What was recounted in “On Being Sane in Insane Places” wouldn’t have been out of place in the conspiracy films of the time, the kind of film in which a horrified everyman character discovered a respectable organisation’s involvement in a sinister plot against the population. Rosenhan’s researchers stumbled into something just as daunting: they were turned into nonpersons. For as long as they were locked up they were subject to the hospital’s authority to define their sanity however it pleased. Like anyone put at such a disadvantage, like anyone in the clutches of overwhelming power, they quickly became demoralised and distressed. These not-so-pseudo-patients realised they had to demonstrate their obedience in order to be released, and so they did. 

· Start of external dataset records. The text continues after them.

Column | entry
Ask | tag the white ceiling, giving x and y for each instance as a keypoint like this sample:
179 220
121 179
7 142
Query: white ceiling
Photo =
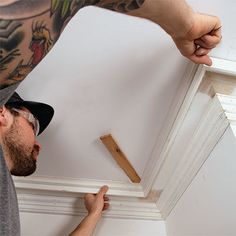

It is interesting how closely the main technique of mental-hospital browbeating—“behaviors that are stimulated by the environment are commonly misattributed to the patient’s disorder”—anticipated what Mark Fisher called responsibilisation and Byung-Chul Han characterised as adaptation to domination,7 with the work of misattribution now moving inward, self-management taking over from staff bullying. But if the asylum has indeed been universalised, it follows that there is no longer any bureaucratic discharge procedure or defined exit into freedom. The outside disappears when a hypnotic phantom institution moves into people’s minds. In such a psychosocial grey zone the pressure to capitulate which mastered Rosenhan’s team has potentially become all-encompassing.